L’histoire : Longmorn, distillerie premium de Pernod-Ricard

Longmorn était une distillerie discrète du Speyside, jusqu’à ce que le groupe Pernod-Ricard décide qu’elle était ultra-premium. Un peu comme ce qu’avait fait Diageo pour Mortlach. Il semble que les deux géants du whisky se soient trompés de la même façon. Néanmoins, Longmorn peut aussi réserver de belles surprises en embouteillages indépendants abordables.

Nous tentons donc notre chance avec un first fill bourbon de 12 ans, proposé par la SMWS à 60,9° – ouch  ! Son nom de guerre est plus doux : « When Cleopatra meets Robin Hood ».

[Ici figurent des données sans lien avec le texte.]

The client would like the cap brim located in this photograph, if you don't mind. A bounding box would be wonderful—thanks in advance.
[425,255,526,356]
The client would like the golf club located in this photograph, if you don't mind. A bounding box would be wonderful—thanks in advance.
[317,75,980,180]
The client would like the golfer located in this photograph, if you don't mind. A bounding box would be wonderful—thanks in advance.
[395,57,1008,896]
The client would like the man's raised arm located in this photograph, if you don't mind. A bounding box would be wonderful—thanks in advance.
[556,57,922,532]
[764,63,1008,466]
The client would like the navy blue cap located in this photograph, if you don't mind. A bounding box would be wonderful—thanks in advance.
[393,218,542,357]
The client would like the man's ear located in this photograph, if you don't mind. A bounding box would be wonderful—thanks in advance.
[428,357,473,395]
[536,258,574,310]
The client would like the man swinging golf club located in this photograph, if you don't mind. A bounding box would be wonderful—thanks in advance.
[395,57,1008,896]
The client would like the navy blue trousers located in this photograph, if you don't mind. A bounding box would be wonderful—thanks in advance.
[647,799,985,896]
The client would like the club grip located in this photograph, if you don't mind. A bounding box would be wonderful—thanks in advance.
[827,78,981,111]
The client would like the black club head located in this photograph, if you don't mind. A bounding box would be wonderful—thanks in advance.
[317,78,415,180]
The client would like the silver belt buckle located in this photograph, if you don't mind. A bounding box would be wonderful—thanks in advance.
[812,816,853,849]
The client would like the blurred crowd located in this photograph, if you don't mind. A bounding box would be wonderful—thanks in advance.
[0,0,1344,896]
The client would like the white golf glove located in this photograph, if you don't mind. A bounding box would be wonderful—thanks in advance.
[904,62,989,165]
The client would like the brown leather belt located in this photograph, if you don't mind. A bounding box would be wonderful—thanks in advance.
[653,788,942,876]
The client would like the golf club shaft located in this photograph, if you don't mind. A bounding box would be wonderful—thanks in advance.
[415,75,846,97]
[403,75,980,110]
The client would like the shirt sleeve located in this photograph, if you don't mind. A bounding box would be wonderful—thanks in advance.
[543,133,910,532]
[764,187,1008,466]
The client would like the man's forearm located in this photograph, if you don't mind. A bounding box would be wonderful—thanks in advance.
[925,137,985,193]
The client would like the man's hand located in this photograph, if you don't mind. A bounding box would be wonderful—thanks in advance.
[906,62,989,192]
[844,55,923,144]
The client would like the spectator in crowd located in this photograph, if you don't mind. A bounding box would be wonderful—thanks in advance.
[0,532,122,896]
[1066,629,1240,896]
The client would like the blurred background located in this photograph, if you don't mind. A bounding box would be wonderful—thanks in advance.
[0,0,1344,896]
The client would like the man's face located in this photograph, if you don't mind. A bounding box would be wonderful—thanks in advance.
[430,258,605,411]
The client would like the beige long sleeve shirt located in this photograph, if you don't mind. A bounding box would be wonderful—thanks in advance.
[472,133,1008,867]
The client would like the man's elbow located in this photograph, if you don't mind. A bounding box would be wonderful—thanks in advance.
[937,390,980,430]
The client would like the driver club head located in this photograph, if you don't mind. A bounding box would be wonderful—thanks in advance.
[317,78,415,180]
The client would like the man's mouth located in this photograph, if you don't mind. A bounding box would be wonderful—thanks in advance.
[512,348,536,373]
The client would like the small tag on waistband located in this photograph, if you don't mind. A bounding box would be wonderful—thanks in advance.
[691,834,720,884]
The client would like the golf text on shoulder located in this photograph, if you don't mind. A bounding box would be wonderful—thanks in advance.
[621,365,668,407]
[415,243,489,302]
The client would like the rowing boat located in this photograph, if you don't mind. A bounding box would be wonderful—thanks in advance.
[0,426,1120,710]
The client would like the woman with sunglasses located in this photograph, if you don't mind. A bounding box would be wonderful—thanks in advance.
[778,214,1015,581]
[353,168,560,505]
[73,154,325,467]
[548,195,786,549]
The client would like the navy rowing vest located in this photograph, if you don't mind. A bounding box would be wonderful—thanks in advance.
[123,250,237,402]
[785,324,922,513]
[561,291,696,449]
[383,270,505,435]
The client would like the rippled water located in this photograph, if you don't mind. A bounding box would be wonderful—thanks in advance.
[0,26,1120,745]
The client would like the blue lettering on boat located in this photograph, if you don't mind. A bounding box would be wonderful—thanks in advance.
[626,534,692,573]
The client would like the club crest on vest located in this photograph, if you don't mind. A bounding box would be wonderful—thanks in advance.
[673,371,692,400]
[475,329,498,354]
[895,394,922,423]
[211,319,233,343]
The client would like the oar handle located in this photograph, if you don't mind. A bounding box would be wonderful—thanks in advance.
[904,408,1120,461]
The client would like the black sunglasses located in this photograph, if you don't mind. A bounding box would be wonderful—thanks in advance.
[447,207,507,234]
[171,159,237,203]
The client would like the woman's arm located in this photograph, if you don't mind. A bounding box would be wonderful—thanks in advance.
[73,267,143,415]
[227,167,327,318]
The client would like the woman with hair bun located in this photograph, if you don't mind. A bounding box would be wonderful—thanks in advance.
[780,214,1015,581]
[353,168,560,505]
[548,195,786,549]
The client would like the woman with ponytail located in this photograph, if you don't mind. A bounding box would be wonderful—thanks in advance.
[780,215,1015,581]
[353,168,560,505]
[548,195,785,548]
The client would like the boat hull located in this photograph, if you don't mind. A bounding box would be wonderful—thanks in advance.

Le contenu : un single malt dans sa plus simple expression

Le nez est simple : ça sent le whisky. Mais le whisky bien fait. La Cléopatre du titre fait référence à la colle en pot de notre enfance, sur laquelle on peut rajouter une jolie note de bois précieux et une touche de miel. Ce n’est pas un grand nez, mais un bien mignon nez. En bouche, c’est très droit et propre. Alors que ça parait un peu simple au départ – le tandem classique malt léger et sucre d’orge, des notes de beurre aux noisettes viennent flatter le palais. La finale est plutôt longue mais assez neutre.

Et voilà comment on surprend l'ennemi.

Et voilà comment on surprend l’ennemi.

C’est la bouteille parfaite pour commencer une dégustation, ou la relancer. Elle nous dit ce que devrait être un whisky simple et bien fait. En tant qu’amateur de baseball, elle me rappelle les pitchers qui n’ont pas une fastball véloce ou une curveball redoutable. Tout doit se faire sur les périphériques, dans les petits détails et dans la précision. Et elle s’en sort remarquablement bien.